The novel begins with a list of remembered things, all of which are watery, and the last of which is imagined rather than remembered, thus flagging up for us the idea that memory is elusive, protean and foundational. The truth of a memory lies in its impact upon a life, not in its reliability. Memory is what we are. We make ourselves up out of what we remember, or out of what we try to forget. Barnes' narrator, Tony Webster, navigates the choppy waters of his memories and relationships with an engaging ruefulness, though he could have perhaps used a copy of Through the Looking Glass, wherein the Queen remarks: 'It's a poor sort of memory that only works backwards.'
Kermode's book of essays suggests that we habitually impose false paradigms upon life and in particular, upon time, because it is in our very nature to do so: we are creatures inextricably devoted to plot. Time in its pure state is disorganised. We attempt to overcome this in fiction, and in life, by insisting upon a beginning, a middle and an end. Our plots, whether they are literary , political or personal, are the ways in which we try to make sense of chaos, but such sense is at best provisional. It creaks under pressure. "Time" Tony says "first grounds us and then confounds us".
Barnes writes with a particularly lucid economy and this is a novel which leaves you feeling you have drilled deep into remorse, understood something newly unsettling about mortality and  about the memorial propitiations that a life might require.

Booker Longlist: Far to Go

Alison Pick's novel Far to Go is a moving and powerful account of the provisionality of all the stories we tell ourselves about history and identity. Piecing together the fragmentary evidence that surfaces, years later, of the story of a Czech Jewish family in the lead up to the German Occupation of Czechoslovakia in 1939, she weaves a narrative that is both convincing and insistent that it is only one possible version of events. There is, for example, the unknown sibling, whose marginal story is only alluded to, and then unpicked. The fragments that persist are: a watch; a photograph; some lost letters; historical documents and that most conditional of evidences: memory. Holocaust novels tread a difficult line, in that it is hard to see what they can say that doesn't simply collapse into a condemnation of Nazi Germany. Pick though, offers us something else. Her narrative is unflinching, not only in its depiction of the way in which greed and insecurity made special spaces for Nazi ideology to flourish even in closely-knit communities, but also for the way in which ordinary people make mistakes out of hope, love, fear and desperation.
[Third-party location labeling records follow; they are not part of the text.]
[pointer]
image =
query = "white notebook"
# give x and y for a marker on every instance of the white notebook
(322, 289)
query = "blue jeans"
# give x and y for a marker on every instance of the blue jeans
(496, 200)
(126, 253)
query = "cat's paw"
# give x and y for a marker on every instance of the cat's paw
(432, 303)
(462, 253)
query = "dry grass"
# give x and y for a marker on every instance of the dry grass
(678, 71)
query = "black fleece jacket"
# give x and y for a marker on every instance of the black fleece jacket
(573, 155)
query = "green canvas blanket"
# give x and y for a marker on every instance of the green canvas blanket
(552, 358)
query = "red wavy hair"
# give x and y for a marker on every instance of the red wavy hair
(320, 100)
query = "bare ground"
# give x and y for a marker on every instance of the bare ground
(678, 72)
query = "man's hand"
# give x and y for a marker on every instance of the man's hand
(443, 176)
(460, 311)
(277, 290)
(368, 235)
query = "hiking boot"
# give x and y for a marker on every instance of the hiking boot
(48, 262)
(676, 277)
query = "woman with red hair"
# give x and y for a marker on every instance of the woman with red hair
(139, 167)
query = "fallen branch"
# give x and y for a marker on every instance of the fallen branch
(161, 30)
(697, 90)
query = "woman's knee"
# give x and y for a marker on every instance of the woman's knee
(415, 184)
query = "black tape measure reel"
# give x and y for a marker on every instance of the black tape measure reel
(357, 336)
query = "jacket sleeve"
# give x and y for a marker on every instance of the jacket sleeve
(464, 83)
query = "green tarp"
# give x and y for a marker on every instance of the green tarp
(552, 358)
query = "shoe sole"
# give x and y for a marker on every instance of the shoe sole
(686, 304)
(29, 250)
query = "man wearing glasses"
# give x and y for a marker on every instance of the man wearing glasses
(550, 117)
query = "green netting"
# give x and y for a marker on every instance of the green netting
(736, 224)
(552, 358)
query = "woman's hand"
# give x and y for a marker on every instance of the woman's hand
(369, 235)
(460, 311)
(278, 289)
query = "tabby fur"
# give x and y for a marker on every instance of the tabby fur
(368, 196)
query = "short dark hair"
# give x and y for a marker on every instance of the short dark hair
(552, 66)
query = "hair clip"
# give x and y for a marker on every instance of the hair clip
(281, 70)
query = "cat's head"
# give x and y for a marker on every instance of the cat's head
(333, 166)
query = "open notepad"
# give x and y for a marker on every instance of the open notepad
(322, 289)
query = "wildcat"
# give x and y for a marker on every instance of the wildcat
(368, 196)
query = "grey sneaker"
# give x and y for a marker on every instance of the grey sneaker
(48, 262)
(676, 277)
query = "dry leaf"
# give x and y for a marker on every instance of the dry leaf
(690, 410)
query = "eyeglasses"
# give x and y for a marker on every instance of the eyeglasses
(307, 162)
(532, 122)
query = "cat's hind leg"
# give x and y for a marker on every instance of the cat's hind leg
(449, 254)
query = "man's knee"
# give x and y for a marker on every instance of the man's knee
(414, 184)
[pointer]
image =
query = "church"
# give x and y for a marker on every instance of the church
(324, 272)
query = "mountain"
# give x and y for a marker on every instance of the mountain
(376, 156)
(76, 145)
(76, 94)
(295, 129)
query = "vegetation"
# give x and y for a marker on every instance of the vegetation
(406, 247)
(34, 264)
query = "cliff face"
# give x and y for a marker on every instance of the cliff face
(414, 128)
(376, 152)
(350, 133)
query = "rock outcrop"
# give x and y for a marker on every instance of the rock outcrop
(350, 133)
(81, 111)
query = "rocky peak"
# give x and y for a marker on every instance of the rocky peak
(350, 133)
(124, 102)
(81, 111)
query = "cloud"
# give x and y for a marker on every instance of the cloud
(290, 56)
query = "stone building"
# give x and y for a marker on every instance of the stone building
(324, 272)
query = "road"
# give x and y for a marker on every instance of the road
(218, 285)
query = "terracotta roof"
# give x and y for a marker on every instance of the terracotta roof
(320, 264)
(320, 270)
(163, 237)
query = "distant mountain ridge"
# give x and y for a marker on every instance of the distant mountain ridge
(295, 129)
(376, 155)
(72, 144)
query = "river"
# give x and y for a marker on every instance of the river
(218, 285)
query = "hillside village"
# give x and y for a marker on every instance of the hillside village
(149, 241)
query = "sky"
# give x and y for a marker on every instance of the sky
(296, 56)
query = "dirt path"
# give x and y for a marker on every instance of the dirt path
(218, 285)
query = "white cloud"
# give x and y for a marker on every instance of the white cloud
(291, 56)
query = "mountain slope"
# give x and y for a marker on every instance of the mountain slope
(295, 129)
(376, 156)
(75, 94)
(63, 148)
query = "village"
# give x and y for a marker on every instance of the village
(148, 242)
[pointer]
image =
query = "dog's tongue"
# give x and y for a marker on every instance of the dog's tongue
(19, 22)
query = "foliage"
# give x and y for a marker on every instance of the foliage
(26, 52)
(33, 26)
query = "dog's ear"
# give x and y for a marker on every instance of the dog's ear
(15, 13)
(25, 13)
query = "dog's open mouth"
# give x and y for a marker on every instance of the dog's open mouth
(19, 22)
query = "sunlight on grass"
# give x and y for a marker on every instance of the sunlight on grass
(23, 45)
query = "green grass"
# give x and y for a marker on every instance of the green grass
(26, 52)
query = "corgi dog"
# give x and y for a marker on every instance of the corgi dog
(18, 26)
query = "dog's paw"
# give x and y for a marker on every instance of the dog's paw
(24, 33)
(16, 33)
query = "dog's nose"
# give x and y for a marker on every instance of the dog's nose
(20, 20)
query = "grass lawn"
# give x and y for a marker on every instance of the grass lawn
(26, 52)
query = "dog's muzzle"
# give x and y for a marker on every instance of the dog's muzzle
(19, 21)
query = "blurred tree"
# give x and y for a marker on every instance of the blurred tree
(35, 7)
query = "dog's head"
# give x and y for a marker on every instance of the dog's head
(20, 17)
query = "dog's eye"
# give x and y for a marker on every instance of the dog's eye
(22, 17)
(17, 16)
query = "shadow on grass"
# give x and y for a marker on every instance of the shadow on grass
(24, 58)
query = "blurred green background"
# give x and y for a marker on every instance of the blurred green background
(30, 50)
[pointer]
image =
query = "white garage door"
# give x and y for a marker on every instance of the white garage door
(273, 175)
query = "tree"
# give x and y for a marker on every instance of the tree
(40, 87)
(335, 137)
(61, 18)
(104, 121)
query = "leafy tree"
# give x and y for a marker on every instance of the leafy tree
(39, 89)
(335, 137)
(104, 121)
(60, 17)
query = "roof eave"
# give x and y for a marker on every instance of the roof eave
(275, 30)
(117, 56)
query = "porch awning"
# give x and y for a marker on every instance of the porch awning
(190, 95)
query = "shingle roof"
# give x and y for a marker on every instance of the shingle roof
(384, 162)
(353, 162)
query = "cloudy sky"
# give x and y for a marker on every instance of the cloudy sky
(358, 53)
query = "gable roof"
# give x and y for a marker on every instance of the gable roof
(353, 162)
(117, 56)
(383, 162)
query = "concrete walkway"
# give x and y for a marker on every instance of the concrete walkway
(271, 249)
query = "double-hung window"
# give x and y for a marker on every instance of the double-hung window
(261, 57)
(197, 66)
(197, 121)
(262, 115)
The story is in part narrated by Annaliese, a contemporary Holocaust researcher who has dedicated her life to uncovering the stories of the kindertransport children. She constructs the story of the Bauer family, a Sudeten-Czech secular Jewish family who send their little boy Pepik on the kindertransport to Scotland. Her story is an imaginative elaboration of their lives, motivations and compromises. The psychological faithfulness is both devastating and curiously enlarging. While in essence, we learn nothing new about the Holocaust, we do feel we know what we know in a newly truthful way. Surely, that is the one of the great purposes and pleasures of reading?